Nella Spagna contemporanea la nuova serialità, più che un’ondata, è un fuoco in cui bruciano non solo i codici di genere, ma anche (e soprattutto) le tensioni sociali e politiche più urgenti e irrisolte di un Paese (e non solo uno). Lo dimostra in pieno Riot Police (titolo originale Antidisturbios), la serie poliziesca di Movistar + (con The Lab e Caballo Films) diretta da Rodrigo Sorogoyen, anche ideatore con la sua abituale co-sceneggiatrice Isabel Peña (che ha scritto gli episodi con Eduardo Villanueva, Sofía Fábregas e il regista). Al Torino Film Festival (nella sezione “di genere” Le stanze di Rol) abbiamo potuto vedere in anteprima i primi due capitoli (su sei) di questo tesissimo affresco corale sulla polizia dei reparti antisommossa (gli “antidisturbios”, appunto) di Madrid.

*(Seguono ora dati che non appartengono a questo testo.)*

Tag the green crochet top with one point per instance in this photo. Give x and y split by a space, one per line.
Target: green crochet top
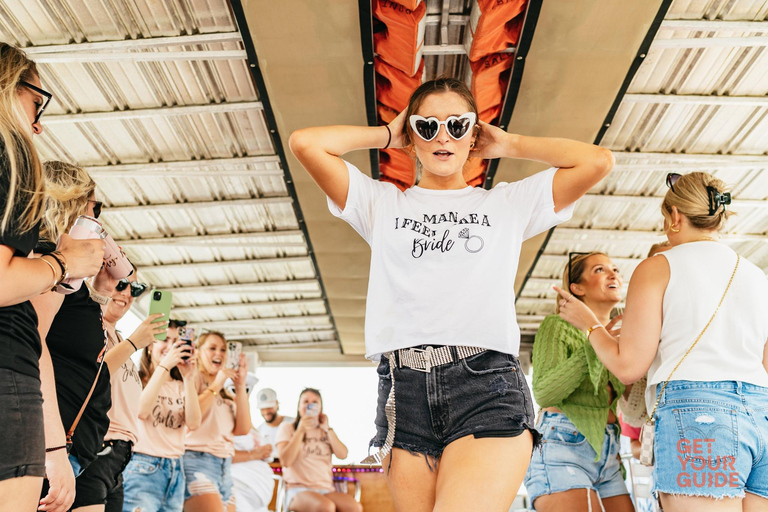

Ma lo spaccato, lo si intuisce fin dal primo episodio, è sulla crisi di un’intera società, di cui i poliziotti protagonisti, pedoni e braccio armato di un (dis)ordine dove spesso legalità non fa rima con giustizia, sono l’emblema. Quasi un A.C.A.B. trasportato nella Spagna di qualche anno fa, ma l’attualità delle questioni affrontate (Covid a parte) è rimasta intatta, e se possibile cresciuta. Basti pensare alla lunga, incalzante e tragica sequenza dello sfratto, che occupa gran parte del primo episodio e sembra scritta con un occhio alle discussioni innescate dal Black Lives Matter. In realtà, però il progetto risale al 2014, e nel frattempo il regista si è affermato tra i nomi più interessanti del cinema iberico recente. Lungometraggi come i pluripremiati Che Dio ci perdoni (2016) e El Reino (2018, quest’ultimo è valso a Sorogoyen anche il Goya alla regia) sono il prologo implicito di Riot Police. Mostrando, sotto le lenti del noir e del thriller, polizie (e poliziotti) allo sbando, classi dirigenti corrotte e conflitti etici, politici, sociali che covano fino a esplodere.

Stavolta, la posta è ancora più alta: e grazie alla dilatazione e scansione in puntate aumentano personaggi e sfaccettature. A cominciare dai sette agenti antidisturbios, Diego (il regista-attore Raúl Arévalo), Álex (Álex García), Salva (Hovik Keuchkerian, già visto ne La casa di carta), Úbeda (Roberto Álamo, Goya per Che Dio ci perdoni), Rubén (Patrick Criado) e Bermejo (Raúl Prieto). Ognuno un diverso lato non solo della professione esercitata ma anche di una coscienza maschile in crisi, tra violenza, stanchezza, omertà, depressione e altri scheletri nell’armadio.

E un’idea vincente della serie, lo si intuisce già bene da questi due atti, è quello di contrapporre sistematicamente a questi uomini figure femminili forti, in grado di fronteggiarli psicologicamente, eticamente e socialmente: come la rappresentante degli affittuari sfrattati e, soprattutto, l’agente degli Affari Interni Laia (Vicky Luengo): personaggio chiave (con cui si apre, non a caso, la serie), che nelle intenzioni dei creatori rappresenta «una trascrizione di noi stessi, delle nostre paure, pregiudizi e desideri».

Se è difficile giudicare già dal primo terzo la tenuta dell’ambizioso racconto di Sorogoyen e Peña, si può senz’altro dire che il potenziale dell’avvio è notevole, dalle parti di un realismo adrenalinico degno di Kathryn Bigelow. Dove la rapidità del montaggio, il precipitare soffocante degli eventi e la prospettiva distorta dal grandangolo si confermano marchi di fabbrica del regista di El Reino. E, sempre come in quest’ultimo, il gioco sottilmente ambiguo è a destabilizzare lo spettatore, mostrando criticamente un contesto controverso ma avvicinandosi pericolosamente al punto di vista di chi vive e opera al suo interno, per poi rimescolare ancora le carte. Una di quelle proverbiali partenze che ti invogliano a continuare.